В ней восстало безумное отчаяние и накрыло ее с головой.
Спустя несколько часов, вернувшись домой, Дейв нашел ее тут же, у бочки с водой. Она сидела на корточках, обхватив голову руками, и бессвязно что-то бормотала. Мягко, но решительно он поднял ее на ноги и отвел обратно в хижину, где уложил на кровать, накрыл одеялом, а сам присел рядом.
– Вид у тебя неважный, девочка, знаю. Но с этим надо смириться, – начал он. – Все же взглянуть правде в глаза всегда лучше, чем тяготиться призрачной неизвестностью. Старый крокодил изрядно поработал над тобой. Но зато ты лишила его десерта. Ты осталась жива, хотя могла сейчас перевариваться в его брюхе. А это – уже кое-что. Ты выжила не просто так, а ради чего-то. Или ради кого-то. И теперь тебе предстоит выяснить, ради чего или кого именно.

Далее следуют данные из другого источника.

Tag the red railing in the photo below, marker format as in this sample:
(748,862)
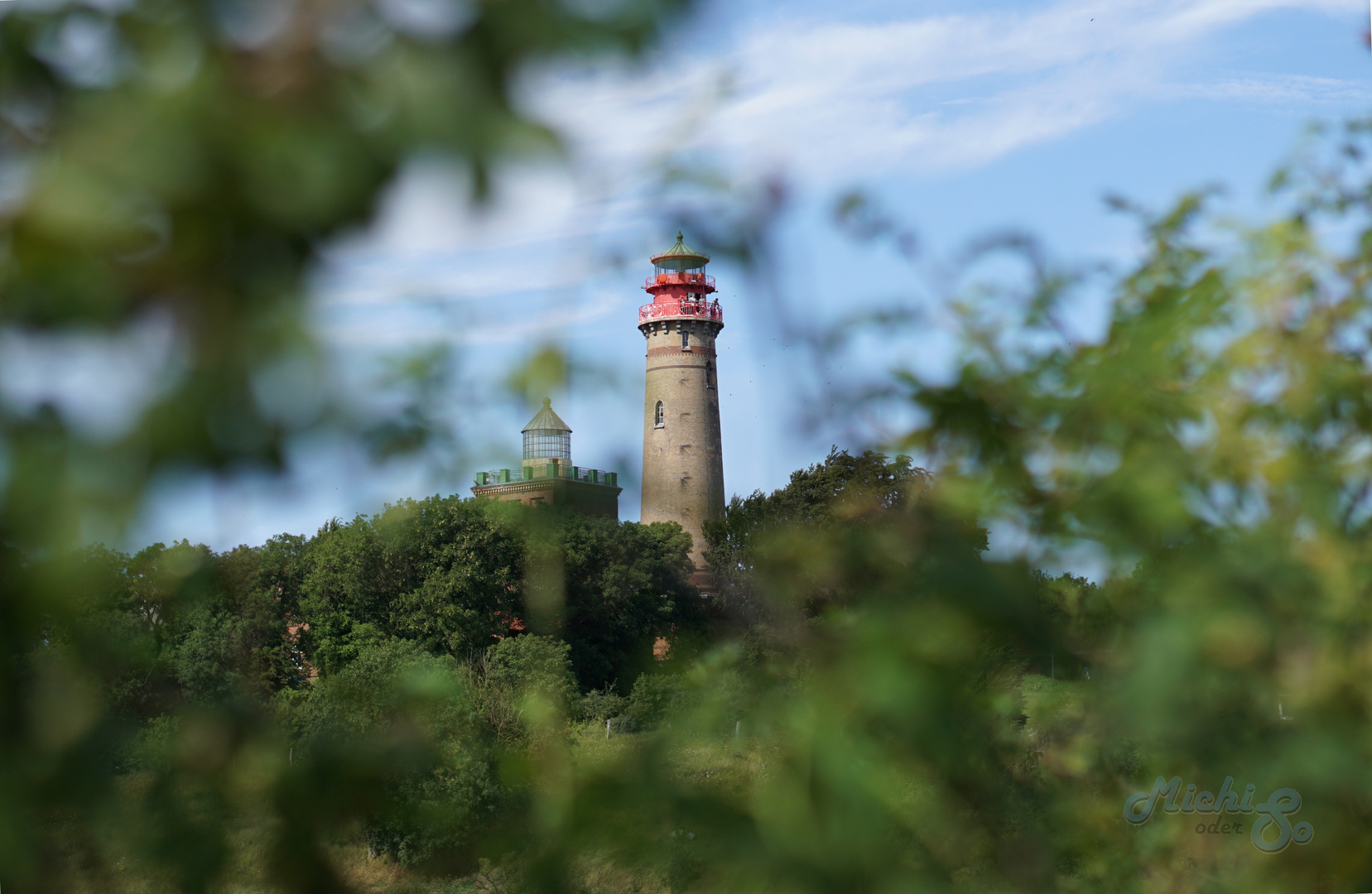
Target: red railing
(681,279)
(699,309)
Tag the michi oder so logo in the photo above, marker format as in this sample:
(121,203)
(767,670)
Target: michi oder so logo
(1275,810)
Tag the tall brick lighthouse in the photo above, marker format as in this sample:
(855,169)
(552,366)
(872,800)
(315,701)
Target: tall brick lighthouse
(684,469)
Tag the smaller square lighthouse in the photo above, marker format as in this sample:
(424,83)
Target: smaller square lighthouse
(546,476)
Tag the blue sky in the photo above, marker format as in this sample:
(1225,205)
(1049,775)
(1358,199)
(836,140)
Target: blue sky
(960,118)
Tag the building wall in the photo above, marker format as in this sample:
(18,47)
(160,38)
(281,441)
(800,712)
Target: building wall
(589,499)
(684,468)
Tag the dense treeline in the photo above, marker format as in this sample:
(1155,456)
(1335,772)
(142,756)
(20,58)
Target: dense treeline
(445,576)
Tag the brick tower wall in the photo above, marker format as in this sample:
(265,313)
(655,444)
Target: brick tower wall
(684,468)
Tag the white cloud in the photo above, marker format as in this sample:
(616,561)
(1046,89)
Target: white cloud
(824,99)
(831,99)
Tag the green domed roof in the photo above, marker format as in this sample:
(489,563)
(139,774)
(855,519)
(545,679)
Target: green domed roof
(546,420)
(681,257)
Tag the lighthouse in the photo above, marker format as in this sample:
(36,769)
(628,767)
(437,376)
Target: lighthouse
(684,468)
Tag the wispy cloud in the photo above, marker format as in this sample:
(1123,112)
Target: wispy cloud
(825,99)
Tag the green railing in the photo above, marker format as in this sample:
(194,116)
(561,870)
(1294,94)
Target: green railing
(551,470)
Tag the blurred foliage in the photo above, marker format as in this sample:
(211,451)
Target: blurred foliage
(874,702)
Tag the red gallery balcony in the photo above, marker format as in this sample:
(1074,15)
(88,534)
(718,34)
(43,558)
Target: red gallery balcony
(697,309)
(681,279)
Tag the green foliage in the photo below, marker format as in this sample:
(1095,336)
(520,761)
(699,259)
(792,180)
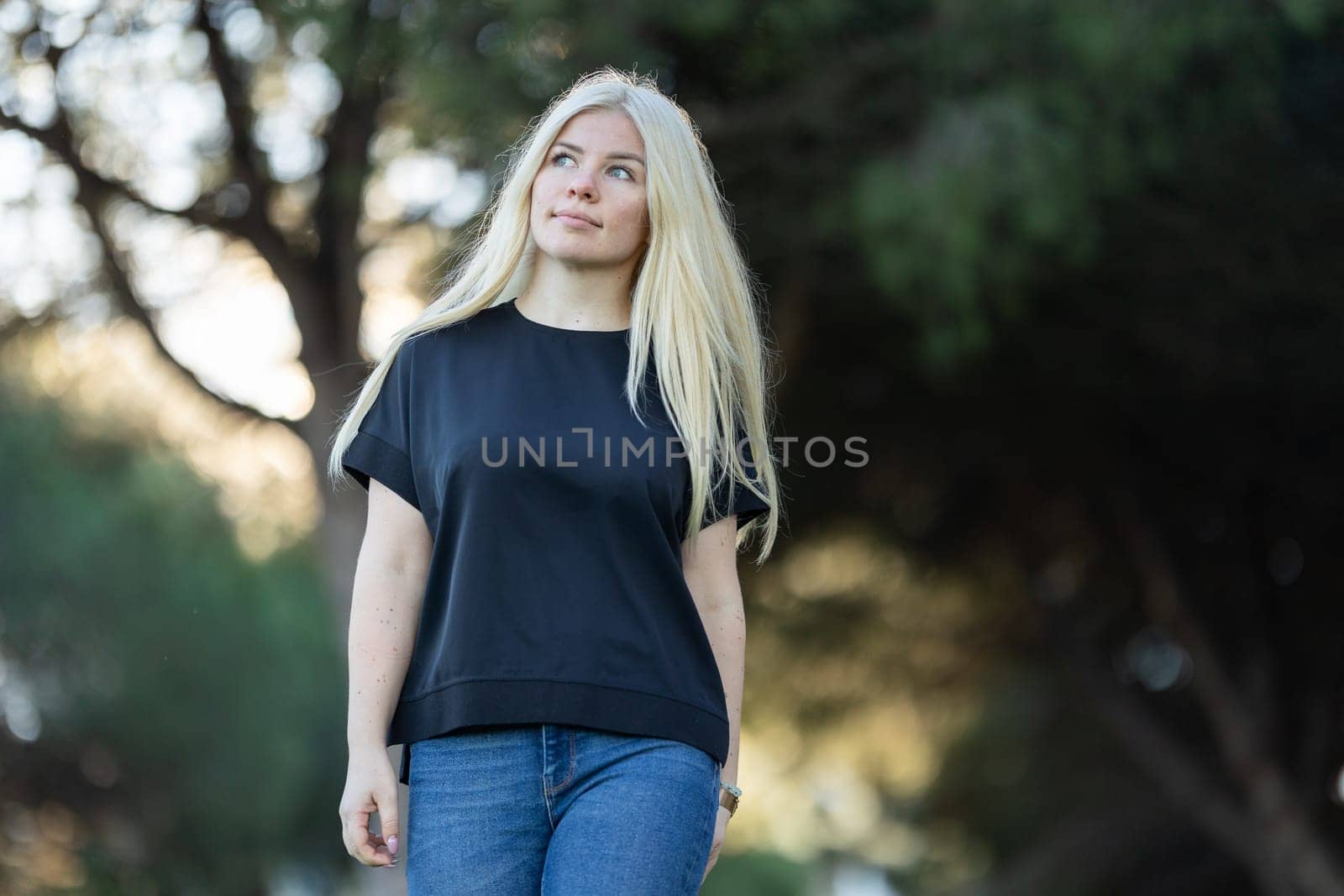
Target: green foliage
(213,681)
(1039,112)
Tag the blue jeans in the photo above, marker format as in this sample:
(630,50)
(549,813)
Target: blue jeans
(558,810)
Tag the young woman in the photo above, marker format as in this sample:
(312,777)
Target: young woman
(546,606)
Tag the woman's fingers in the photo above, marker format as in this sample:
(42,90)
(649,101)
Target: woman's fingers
(365,846)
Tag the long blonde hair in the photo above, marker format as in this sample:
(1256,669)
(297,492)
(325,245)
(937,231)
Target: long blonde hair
(694,302)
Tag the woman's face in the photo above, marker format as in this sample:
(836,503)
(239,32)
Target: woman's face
(596,170)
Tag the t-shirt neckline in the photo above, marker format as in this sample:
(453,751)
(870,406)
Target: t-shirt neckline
(564,331)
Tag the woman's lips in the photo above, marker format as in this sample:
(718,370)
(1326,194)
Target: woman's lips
(570,221)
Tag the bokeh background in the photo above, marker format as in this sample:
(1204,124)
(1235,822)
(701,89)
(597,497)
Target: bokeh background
(1072,269)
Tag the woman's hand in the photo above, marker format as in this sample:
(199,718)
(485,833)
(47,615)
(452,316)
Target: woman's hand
(721,826)
(370,786)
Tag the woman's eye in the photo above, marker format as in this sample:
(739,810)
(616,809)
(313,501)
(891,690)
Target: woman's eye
(558,156)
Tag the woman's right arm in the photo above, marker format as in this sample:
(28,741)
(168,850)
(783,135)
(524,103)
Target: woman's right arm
(390,575)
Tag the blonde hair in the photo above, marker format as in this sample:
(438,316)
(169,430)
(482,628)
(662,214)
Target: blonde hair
(694,302)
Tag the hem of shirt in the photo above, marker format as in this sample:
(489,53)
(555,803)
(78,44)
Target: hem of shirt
(514,701)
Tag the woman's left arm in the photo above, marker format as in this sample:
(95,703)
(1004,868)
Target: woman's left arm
(710,563)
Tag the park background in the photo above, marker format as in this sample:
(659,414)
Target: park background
(1072,269)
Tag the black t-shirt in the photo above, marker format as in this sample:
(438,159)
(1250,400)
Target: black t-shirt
(555,591)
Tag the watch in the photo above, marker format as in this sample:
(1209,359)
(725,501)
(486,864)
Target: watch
(729,797)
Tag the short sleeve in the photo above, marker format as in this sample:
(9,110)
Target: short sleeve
(743,503)
(382,445)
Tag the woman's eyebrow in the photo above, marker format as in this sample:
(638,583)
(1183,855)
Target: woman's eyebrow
(611,155)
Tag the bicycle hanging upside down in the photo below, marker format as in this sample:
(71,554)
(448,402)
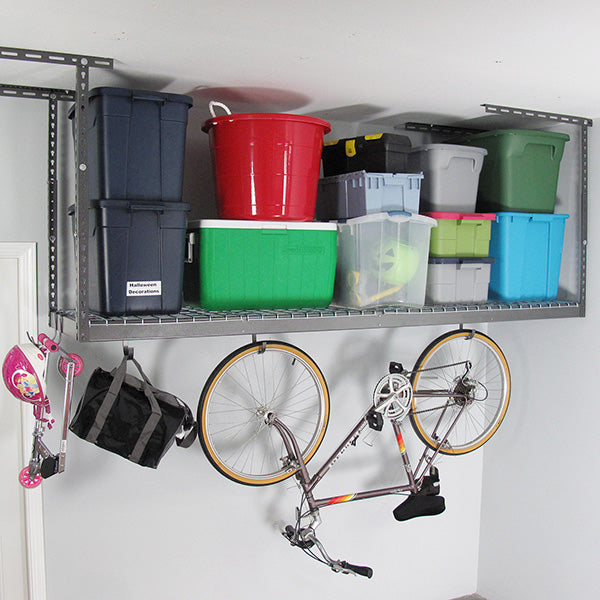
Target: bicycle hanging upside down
(264,410)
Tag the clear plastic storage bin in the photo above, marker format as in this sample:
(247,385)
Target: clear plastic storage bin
(382,259)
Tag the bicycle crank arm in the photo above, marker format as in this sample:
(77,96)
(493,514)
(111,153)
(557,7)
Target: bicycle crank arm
(346,567)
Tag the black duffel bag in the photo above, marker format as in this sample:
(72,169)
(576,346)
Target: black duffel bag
(130,417)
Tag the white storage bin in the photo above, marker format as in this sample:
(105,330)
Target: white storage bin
(451,176)
(452,280)
(382,259)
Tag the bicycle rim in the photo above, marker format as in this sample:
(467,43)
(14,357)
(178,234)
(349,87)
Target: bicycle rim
(440,368)
(254,380)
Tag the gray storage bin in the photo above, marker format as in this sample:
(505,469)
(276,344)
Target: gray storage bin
(361,193)
(454,280)
(451,176)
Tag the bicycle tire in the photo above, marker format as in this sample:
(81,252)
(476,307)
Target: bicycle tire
(253,380)
(486,405)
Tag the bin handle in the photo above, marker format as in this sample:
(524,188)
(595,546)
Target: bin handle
(154,207)
(142,96)
(191,241)
(213,103)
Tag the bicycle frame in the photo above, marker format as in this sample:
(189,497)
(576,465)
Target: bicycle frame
(415,477)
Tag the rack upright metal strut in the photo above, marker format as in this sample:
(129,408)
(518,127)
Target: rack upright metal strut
(192,322)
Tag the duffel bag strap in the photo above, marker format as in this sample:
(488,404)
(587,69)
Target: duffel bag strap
(153,419)
(185,437)
(109,399)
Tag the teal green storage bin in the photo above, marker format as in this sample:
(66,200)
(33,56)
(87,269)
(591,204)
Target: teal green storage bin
(260,264)
(528,252)
(520,171)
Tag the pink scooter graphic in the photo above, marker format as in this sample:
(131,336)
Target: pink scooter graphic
(24,373)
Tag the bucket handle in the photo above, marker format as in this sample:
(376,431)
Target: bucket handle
(212,104)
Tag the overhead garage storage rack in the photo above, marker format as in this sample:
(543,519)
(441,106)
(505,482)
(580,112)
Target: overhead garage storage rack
(85,326)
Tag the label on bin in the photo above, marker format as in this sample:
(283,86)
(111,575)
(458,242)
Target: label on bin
(144,288)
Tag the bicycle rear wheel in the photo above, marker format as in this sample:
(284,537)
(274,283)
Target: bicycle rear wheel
(482,394)
(251,382)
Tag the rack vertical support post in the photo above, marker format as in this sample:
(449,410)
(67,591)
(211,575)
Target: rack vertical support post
(82,65)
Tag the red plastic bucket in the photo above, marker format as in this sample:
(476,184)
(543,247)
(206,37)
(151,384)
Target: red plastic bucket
(266,165)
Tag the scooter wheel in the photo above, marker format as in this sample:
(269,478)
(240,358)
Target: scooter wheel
(28,483)
(62,365)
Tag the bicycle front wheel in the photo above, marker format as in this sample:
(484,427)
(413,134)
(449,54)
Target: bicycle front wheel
(464,371)
(253,381)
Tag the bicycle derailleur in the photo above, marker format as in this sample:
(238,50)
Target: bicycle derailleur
(306,539)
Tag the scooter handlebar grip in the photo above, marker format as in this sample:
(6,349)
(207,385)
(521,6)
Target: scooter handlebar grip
(50,345)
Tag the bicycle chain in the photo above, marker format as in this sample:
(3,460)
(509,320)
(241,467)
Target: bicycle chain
(462,362)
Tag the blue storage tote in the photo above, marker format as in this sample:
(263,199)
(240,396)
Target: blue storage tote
(136,144)
(361,193)
(528,251)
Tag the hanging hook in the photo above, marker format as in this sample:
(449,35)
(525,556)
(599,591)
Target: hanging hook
(127,351)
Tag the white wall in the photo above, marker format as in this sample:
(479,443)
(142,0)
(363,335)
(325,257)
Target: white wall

Лицо Дейва смутно замаячило перед нею в пучине отчаяния, поглотившей ее. Ради чего-то? Кого-то? Она произнесла хриплым, каркающим голосом:
– Я даже не знаю, как меня зовут.
– Но у тебя – кольцо на пальце. Ты наверняка замужем. В городе полно полиции. Лесничие кого-то ищут. Как мне кажется, тебя.
– Ох, Дейв, мне страшно уходить отсюда. Я не знаю, куда пойти, не знаю, с чего начать.
Дейв помолчал, прежде чем ответить, а когда наконец заговорил, то в голосе его зазвучали печальные нотки:
– Не все сразу, девочка, не все сразу. Если хочешь, я дам тебе имя. Давным-давно, еще до того, как разочароваться в людях, я полюбил одну малышку из Маунт-Айзы. Она была дочерью владельца закусочной, и звали ее Тара. Дело в том, что ее мать видела в жизни одно-единственное кино, и оно называлось «Унесенные ветром». В общем, имя это пришлось мне по душе. Оно подходило ей. Словом… мы встречались, пока… в один ужасный день она не умчалась в Таунсвилл и не вышла там замуж за мясника! – Дейв хрипло рассмеялся, чтобы скрыть смущение. – Так что, если ты не возражаешь, я буду звать тебя Тарой!
Она благодарно улыбнулась и сжала его руку.
– И теперь мы должны начать действовать, Тара, – вернуть тебя в твой прошлый, реальный мир. Разумеется, здесь, со мной, ты была бы в безопасности до конца дней своих. Но ты пришла оттуда, – он энергично кивнул головой в сторону двери, – и именно там ты найдешь ответы на свои вопросы. Сегодня я совершил удачную вылазку – купил тебе кое-что из женской одежды вместо моих старых тряпок. – Он подошел к столу, на котором лежал узелок и, развернув его, извлек розовое платье, бюстгальтер, трусики, соломенную шляпу, шарф и даже туфли.
– О, Дейв! Где ты достал все это?
– Нашел, – ответил он и подмигнул ей, – на веревках в задних дворах и на стульях на крылечках. Понятное дело, с размером я мог и не угадать. Но ты хотя бы сможешь надеть это все, когда будешь в силах выйти в город сама.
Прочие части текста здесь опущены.